Open vedantk opened 6 years ago
mentioned in issue llvm/llvm-bugzilla-archive#39917
I understand you are not planning to land it now, but anyway I'm curious: Would your patch using ModulePass work when we compile files separately and link them later using linker?
Yes, I think so. If eh_typetable_adopt isn't used, then all of the information needed to perform ISel is fully contained within a single function.
If eh_typetable_adopt is used, there is a restriction. The calling function must have access to the definition of the function which donates its EH type table. In practice this seems to be the case.

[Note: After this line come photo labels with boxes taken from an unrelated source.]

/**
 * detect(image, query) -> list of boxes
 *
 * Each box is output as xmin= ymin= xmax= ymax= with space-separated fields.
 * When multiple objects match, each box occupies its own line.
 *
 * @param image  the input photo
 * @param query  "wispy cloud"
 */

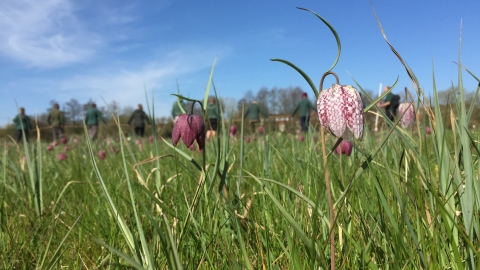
xmin=0 ymin=0 xmax=103 ymax=67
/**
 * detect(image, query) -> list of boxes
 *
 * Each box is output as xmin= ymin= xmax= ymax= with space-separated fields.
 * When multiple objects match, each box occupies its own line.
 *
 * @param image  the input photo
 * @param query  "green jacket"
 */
xmin=48 ymin=109 xmax=65 ymax=127
xmin=128 ymin=109 xmax=150 ymax=127
xmin=172 ymin=100 xmax=185 ymax=118
xmin=243 ymin=103 xmax=268 ymax=121
xmin=207 ymin=104 xmax=220 ymax=119
xmin=13 ymin=114 xmax=32 ymax=130
xmin=292 ymin=98 xmax=317 ymax=117
xmin=85 ymin=108 xmax=107 ymax=126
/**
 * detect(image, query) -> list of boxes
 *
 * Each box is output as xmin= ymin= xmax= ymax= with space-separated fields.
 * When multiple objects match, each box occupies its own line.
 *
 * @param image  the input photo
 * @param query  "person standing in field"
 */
xmin=13 ymin=108 xmax=32 ymax=142
xmin=85 ymin=103 xmax=107 ymax=141
xmin=172 ymin=100 xmax=185 ymax=123
xmin=47 ymin=103 xmax=65 ymax=141
xmin=292 ymin=93 xmax=317 ymax=132
xmin=207 ymin=97 xmax=220 ymax=139
xmin=243 ymin=101 xmax=268 ymax=132
xmin=377 ymin=86 xmax=400 ymax=124
xmin=128 ymin=104 xmax=150 ymax=137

I understand you are not planning to land it now, but anyway I'm curious: Would your patch using ModulePass work when we compile files separately and link them later using linker?
I prototyped a ModulePass which lifts EH type tables into IR, and taught CodeExtractor how to insert intrinsics into extracted functions s.t type tables are shared.
The idea is basically what Heejin described in llvm/llvm-bugzilla-archive#39917 , and what John alluded to here: 1) declare the EH type tables in IR, and 2) introduce an intrinsic which allows functions to share type tables. A module pass is needed to identify connected components of functions which all must share the same type tables.
I'll attach the patches here for posterity. Ultimately, what I found is that this does not substantially improve the efficacy of hot/cold splitting. On our stack, it's possible to achieve 98% of the results without actually splitting out landingpads / eh_typeid_for. What's more, the code size growth imposed by shared type tables is greater than the cost of simply treating eh_typeid_for as an input to the extraction region.
In light of this data, I think 'later' is a reasonable resolution for this bug: we can resurrect this idea if extracting landingpads at the IR-level becomes important down the road.
Bug llvm/llvm-bugzilla-archive#39917 has been marked as a duplicate of this bug.
Haven’t had a chance to experiment yet, but here’s another simple solution with only slightly worse codegen: hoist the call to eh.typeid.for and pass it in.
I've disabled extracting calls to eh_typeid_for in r346256 to address the immediate miscompile.
IMO it'd be ideal if we could find a simple way of sharing type info -> ID mappings in gcc_except_tab without regressing its size. Would that be possible if we used DW_EH_PE_absptr as the TType encoding? I'll try it out and report back; if it doesn't pan out, I'll try one of John or Reid's suggestions.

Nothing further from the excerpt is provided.